Taking it one step further, he also announced, during the company's first-quarter earnings results last week, that there would not be an update for the current BlackBerry Playbook's operating system. Okay, now he should be fired.
Before we assume that Heins is either right or wrong, let's look at some numbers. According to a report by Gartner, tablet growth for 2013 alone will be nearly 70%, with shipped devices growing to 197 million, from 116 million in 2012.

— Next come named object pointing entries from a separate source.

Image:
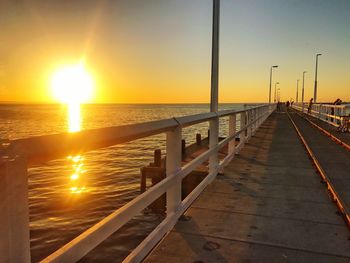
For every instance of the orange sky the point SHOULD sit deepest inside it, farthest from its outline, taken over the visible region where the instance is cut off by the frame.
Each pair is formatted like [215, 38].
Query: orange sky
[159, 51]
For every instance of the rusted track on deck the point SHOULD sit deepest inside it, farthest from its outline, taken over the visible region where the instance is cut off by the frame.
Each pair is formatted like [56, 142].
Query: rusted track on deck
[335, 196]
[334, 138]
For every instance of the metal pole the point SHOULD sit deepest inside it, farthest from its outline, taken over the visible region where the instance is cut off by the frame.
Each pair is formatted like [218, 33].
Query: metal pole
[315, 88]
[271, 81]
[270, 85]
[274, 100]
[297, 97]
[214, 123]
[215, 57]
[302, 93]
[14, 209]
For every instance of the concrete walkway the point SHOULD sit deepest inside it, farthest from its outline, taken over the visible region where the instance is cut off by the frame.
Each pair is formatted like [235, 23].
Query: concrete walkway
[269, 206]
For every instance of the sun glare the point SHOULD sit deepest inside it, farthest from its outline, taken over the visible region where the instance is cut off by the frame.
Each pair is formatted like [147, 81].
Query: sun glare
[72, 84]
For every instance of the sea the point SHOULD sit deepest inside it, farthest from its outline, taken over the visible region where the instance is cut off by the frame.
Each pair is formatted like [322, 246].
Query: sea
[69, 195]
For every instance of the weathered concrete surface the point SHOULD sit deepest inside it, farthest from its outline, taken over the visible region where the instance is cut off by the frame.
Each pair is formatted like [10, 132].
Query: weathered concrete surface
[343, 136]
[269, 206]
[334, 159]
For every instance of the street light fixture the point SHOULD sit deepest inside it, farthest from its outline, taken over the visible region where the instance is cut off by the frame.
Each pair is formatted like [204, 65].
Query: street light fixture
[302, 93]
[274, 100]
[315, 88]
[276, 66]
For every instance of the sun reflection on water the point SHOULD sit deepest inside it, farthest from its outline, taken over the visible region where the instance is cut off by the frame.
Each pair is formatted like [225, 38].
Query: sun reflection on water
[76, 178]
[74, 117]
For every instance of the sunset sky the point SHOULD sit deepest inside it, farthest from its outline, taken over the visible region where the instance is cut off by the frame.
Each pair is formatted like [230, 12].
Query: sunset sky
[159, 51]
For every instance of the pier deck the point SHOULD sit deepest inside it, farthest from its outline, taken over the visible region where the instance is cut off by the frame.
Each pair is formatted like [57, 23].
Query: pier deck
[268, 206]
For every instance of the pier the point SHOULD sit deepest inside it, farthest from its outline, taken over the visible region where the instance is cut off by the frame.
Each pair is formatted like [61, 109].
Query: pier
[279, 193]
[270, 204]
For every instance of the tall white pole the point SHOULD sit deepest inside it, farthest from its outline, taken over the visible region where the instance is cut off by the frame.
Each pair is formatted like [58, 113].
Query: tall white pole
[302, 92]
[215, 57]
[214, 123]
[297, 96]
[315, 87]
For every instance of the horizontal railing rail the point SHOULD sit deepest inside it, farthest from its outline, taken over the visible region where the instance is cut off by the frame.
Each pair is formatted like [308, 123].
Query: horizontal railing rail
[22, 153]
[331, 114]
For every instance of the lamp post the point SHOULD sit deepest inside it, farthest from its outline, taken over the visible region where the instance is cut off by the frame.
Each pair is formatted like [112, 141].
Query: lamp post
[315, 87]
[276, 66]
[302, 93]
[297, 96]
[274, 100]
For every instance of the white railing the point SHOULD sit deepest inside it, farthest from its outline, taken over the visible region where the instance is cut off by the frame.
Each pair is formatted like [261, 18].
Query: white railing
[331, 114]
[21, 154]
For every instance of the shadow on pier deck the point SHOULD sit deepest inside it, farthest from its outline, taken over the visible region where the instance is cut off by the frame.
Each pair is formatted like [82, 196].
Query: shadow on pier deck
[268, 206]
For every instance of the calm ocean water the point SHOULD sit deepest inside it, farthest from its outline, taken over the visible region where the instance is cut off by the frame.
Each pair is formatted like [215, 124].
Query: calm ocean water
[69, 195]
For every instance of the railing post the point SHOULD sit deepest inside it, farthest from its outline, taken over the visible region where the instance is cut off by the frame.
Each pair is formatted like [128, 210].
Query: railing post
[249, 114]
[231, 131]
[173, 164]
[242, 123]
[14, 212]
[213, 142]
[320, 111]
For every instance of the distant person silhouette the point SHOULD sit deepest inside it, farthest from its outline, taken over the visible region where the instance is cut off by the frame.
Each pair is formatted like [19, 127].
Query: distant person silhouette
[287, 104]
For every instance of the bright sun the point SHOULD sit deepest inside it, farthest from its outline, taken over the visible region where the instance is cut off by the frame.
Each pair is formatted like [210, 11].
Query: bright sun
[72, 84]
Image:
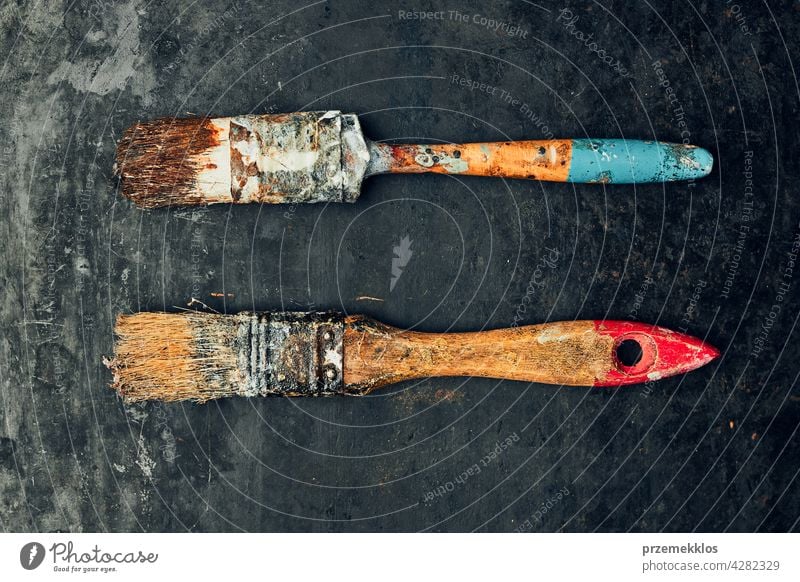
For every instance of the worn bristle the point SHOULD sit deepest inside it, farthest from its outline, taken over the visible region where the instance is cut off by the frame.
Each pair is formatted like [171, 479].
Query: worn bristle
[170, 357]
[159, 161]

Let's take it one step further: By 2017, tablet sales are expected to outpace PC sales, which shipped over 340 million units in 2012. tablet sales in 2017 are expected to be around 467 million units, according to Gartner. This represents an increase of approximately 350 million units from 2012's levels, or about 303%.So let me get this straight, Thorsten Heins thinks a market that is set to triple in five years should be ignored because tablets will be irrelevant? You've gotta be kidding me. I understand that Heins is in the midst of trying to turn around one of the largest collapses that we've ever seen, when BlackBerry's stock dropped from $145 in May 2008 to $6 in the fall of 2012. I also understand the company has a lot of restructuring efforts ahead and is still trying to figure where to make its money. Clearly, management's focus is going to be on smartphones. While this is understandably a strong market to be in, is it really necessary to come out and say that tablets will be dead in five years? If so, that essentially makes Apple (AAPL) a failure five years from now. As PC markets continue to dissolve, you have to assume the money is going somewhere. It's obvious consumers aren't moving backwards in time. No, they're becoming more connected to technology and the Internet than ever before. So if they're not buying PCs, what are they buying? Obviously, tablets.